Tecnologia que humaniza
“Não estou atendendo bem um paciente pelo que ele tem, mas pelo que ele é”. A frase do fisioterapeuta Rafael Cavalli explica a importância de iniciativas inovadoras dentro do SUS. No Hospital Universitário Cajuru, o tratamento com óculos de realidade virtual permite ouvir, oferecer conforto e compreender as opiniões dos pacientes. Longe de perder o protagonismo no processo de reabilitação, os profissionais de saúde passam a atuar como supervisores de todo processo. “Se fosse eu internado lá, será que eu ia gostar de receber apenas um tratamento padrão? A realidade virtual vem nesse sentido, de personalizar e humanizar o atendimento”, relata o fisioterapeuta.
O objetivo do tratamento de reabilitação é estimular os movimentos musculares de modo que o paciente crie uma memória motora. É nesse contexto, então, que entra a realidade virtual. Uma ferramenta inovadora na fisioterapia e que tem sido utilizada na avaliação e reabilitação de pessoas com distúrbios do movimento, do equilíbrio postural e da marcha. “Imagine um paciente que perdeu movimentos de determinadas partes do corpo e precisa se submeter à fisioterapia. E se esses exercícios pudessem ser facilitados com o uso de cenários de realidade virtual?”, questiona o fisioterapeuta.
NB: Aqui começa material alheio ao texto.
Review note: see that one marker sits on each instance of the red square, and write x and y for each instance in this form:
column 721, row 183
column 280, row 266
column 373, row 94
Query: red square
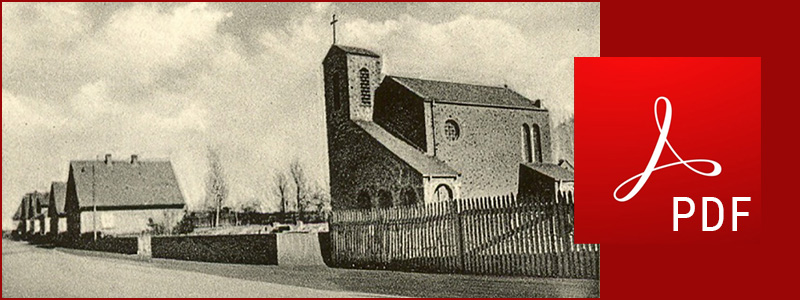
column 715, row 115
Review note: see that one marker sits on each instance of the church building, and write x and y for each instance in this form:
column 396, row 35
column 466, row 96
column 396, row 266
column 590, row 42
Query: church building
column 399, row 141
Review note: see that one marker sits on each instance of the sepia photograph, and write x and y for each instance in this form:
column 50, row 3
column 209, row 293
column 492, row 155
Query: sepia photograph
column 276, row 150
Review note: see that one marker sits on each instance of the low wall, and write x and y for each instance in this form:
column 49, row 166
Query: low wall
column 299, row 249
column 239, row 249
column 122, row 245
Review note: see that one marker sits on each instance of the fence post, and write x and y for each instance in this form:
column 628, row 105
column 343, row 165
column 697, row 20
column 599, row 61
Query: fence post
column 456, row 213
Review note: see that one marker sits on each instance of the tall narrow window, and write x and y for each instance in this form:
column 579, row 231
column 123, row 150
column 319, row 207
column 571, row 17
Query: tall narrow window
column 366, row 97
column 526, row 143
column 537, row 143
column 337, row 82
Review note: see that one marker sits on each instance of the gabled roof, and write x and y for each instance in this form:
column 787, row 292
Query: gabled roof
column 18, row 213
column 355, row 50
column 424, row 164
column 126, row 184
column 58, row 193
column 451, row 92
column 43, row 199
column 552, row 170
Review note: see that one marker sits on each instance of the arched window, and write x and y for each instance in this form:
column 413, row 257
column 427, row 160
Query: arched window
column 364, row 199
column 537, row 143
column 366, row 94
column 442, row 193
column 526, row 143
column 385, row 199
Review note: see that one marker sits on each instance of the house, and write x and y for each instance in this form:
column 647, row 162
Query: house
column 19, row 219
column 56, row 213
column 395, row 140
column 41, row 217
column 123, row 197
column 542, row 182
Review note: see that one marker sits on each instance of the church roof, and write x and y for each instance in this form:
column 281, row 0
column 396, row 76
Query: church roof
column 126, row 184
column 425, row 164
column 355, row 50
column 552, row 170
column 58, row 192
column 442, row 91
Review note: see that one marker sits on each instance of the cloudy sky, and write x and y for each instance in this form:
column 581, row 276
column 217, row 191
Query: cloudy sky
column 166, row 80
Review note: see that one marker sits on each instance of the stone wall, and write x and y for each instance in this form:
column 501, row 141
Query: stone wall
column 128, row 222
column 489, row 149
column 239, row 249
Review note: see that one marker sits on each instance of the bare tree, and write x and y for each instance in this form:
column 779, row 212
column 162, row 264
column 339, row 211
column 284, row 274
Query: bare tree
column 216, row 187
column 319, row 199
column 281, row 190
column 296, row 170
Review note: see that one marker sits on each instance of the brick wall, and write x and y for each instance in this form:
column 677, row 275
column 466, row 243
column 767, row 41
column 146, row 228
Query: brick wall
column 489, row 149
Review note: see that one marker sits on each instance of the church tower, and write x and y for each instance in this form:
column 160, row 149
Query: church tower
column 351, row 77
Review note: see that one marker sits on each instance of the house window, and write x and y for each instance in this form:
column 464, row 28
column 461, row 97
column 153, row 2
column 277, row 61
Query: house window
column 385, row 199
column 442, row 193
column 408, row 196
column 537, row 143
column 364, row 200
column 526, row 143
column 451, row 130
column 366, row 97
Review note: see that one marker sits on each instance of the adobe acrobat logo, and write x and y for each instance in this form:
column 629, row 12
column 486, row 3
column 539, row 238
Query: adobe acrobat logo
column 651, row 167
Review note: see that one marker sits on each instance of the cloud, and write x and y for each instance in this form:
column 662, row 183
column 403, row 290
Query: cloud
column 166, row 80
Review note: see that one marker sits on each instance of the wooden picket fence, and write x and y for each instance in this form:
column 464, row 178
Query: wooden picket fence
column 495, row 235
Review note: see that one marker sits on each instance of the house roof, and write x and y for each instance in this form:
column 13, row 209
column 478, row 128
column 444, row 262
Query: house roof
column 355, row 50
column 427, row 165
column 58, row 193
column 552, row 170
column 18, row 213
column 43, row 199
column 122, row 183
column 442, row 91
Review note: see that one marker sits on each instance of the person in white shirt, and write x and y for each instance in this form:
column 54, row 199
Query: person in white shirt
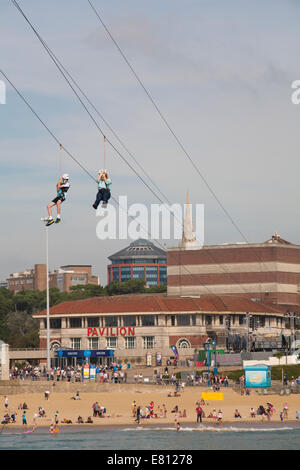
column 62, row 187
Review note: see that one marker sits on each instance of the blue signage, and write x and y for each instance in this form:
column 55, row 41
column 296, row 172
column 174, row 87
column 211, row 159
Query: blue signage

É por essa razão que a realidade virtual já está sendo utilizada como parte do tratamento para alguns pacientes em reabilitação, como o Lucas Erichsen, sendo uma maneira mais lúdica de aplicar as atividades. “O Lucas é um paciente jovem que estava há três meses internado no hospital. Após uma conversa, descobri que ele gostava de corrida, música eletrônica e aviação. A partir disso montei um vídeo que se encaixasse naquilo e o resultado foi surpreendente”, complementa Rafael.
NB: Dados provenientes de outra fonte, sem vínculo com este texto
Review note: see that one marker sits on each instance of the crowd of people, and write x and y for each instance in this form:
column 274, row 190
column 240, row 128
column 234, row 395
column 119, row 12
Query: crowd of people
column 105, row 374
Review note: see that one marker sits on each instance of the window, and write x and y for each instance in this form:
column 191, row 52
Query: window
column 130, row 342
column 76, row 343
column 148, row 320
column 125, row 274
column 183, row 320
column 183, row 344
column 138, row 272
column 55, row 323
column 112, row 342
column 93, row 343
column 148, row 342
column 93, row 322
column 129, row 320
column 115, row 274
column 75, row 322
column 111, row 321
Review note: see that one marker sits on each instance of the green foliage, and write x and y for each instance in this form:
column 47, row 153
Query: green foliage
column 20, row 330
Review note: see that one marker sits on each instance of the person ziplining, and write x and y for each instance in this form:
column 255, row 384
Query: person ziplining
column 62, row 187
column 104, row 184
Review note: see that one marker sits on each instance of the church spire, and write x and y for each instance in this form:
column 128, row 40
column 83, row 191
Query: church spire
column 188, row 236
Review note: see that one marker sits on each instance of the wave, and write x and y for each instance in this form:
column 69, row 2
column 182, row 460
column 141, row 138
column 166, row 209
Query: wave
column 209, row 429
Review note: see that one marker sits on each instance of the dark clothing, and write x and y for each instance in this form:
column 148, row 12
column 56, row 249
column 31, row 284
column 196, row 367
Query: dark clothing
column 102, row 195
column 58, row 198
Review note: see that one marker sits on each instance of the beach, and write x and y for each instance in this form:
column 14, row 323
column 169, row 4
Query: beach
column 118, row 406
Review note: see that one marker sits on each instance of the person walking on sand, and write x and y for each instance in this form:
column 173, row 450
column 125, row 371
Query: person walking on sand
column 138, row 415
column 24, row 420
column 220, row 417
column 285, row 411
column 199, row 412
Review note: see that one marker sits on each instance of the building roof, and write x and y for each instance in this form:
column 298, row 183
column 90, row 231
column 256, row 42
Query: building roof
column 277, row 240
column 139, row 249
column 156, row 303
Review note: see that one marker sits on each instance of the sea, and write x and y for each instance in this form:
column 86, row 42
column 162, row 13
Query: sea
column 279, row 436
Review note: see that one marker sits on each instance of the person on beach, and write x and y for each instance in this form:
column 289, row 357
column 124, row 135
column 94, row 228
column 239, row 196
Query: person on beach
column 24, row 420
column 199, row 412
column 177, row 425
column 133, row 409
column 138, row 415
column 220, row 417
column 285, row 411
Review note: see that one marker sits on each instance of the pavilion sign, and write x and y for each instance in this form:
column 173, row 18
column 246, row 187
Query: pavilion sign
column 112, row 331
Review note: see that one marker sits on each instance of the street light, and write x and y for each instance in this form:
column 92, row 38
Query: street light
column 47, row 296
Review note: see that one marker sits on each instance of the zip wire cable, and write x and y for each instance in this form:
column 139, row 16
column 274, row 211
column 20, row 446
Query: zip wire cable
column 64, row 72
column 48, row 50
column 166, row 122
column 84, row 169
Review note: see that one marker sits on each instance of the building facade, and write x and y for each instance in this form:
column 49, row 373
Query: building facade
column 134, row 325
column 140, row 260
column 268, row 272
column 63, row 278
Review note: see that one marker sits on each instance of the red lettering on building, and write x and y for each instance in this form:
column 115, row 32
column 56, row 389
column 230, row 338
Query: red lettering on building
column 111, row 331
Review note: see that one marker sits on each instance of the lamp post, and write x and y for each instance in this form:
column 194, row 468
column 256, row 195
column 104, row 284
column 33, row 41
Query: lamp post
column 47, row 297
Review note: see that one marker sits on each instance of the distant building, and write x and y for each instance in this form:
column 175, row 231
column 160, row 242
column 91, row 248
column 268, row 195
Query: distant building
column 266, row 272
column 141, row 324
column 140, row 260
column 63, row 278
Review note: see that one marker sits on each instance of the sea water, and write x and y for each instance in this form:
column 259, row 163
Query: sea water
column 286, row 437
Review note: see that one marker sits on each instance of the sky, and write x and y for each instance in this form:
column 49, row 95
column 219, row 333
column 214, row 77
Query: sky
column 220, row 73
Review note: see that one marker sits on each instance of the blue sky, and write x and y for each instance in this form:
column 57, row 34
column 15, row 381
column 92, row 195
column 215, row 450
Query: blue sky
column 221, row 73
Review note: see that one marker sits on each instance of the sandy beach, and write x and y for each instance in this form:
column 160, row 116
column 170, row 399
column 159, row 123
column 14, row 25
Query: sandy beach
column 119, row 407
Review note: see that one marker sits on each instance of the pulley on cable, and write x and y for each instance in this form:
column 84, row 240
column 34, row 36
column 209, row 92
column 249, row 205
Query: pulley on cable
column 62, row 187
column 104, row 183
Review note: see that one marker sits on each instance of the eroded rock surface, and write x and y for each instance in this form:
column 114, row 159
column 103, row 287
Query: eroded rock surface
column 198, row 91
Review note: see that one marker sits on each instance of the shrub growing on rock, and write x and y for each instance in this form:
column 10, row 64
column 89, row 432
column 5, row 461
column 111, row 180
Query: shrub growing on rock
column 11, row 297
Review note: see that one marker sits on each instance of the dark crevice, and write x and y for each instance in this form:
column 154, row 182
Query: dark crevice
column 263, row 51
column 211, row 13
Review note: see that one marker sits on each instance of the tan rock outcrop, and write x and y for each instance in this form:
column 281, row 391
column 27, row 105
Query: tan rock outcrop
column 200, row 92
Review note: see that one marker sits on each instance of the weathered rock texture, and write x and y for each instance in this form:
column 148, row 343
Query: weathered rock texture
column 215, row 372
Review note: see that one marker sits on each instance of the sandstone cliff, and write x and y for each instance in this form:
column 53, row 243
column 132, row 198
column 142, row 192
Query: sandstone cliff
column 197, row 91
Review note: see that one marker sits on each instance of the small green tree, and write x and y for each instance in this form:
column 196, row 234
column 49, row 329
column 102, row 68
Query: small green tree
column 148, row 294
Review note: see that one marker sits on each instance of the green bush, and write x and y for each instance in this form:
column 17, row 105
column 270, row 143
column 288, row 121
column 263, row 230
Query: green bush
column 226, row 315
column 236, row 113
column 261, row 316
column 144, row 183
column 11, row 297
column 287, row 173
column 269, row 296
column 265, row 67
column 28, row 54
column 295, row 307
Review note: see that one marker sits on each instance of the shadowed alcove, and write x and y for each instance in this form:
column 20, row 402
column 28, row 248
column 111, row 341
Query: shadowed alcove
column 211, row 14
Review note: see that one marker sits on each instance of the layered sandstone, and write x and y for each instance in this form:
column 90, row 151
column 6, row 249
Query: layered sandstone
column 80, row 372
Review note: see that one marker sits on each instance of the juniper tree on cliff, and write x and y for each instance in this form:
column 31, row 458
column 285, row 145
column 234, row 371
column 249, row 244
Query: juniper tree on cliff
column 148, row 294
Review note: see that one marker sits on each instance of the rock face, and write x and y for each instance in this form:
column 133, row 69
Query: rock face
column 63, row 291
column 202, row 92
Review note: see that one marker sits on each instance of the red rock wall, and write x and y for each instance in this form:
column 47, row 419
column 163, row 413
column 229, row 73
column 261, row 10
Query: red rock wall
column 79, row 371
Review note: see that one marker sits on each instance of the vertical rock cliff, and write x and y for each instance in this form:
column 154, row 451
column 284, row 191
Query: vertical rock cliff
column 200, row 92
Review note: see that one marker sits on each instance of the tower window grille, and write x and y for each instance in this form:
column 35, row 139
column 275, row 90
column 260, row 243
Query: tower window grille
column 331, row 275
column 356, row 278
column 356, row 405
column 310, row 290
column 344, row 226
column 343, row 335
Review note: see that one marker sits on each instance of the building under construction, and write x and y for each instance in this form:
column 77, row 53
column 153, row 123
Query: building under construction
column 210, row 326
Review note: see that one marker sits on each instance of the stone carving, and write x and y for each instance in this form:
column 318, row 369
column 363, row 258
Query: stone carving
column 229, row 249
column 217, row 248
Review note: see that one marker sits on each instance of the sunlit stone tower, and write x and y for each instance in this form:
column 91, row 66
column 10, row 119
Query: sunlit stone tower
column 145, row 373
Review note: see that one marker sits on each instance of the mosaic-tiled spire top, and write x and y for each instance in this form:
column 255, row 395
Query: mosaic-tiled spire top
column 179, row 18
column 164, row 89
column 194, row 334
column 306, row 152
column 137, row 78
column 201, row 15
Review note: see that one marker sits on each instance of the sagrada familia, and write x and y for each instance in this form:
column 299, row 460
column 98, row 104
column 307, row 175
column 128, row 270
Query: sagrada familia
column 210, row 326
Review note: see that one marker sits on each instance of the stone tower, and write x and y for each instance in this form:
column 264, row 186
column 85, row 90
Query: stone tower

A humanização no tratamento devolve esperança para pacientes e permite que eles voltem a sonhar. Com um acompanhamento mais próximo e especializado, é possível reduzir o sofrimento e proporcionar um tratamento mais digno. “Foi bom receber esse carinho durante a internação no hospital. O tratamento me ajudou a evoluir e sair da depressão”, revela Lucas.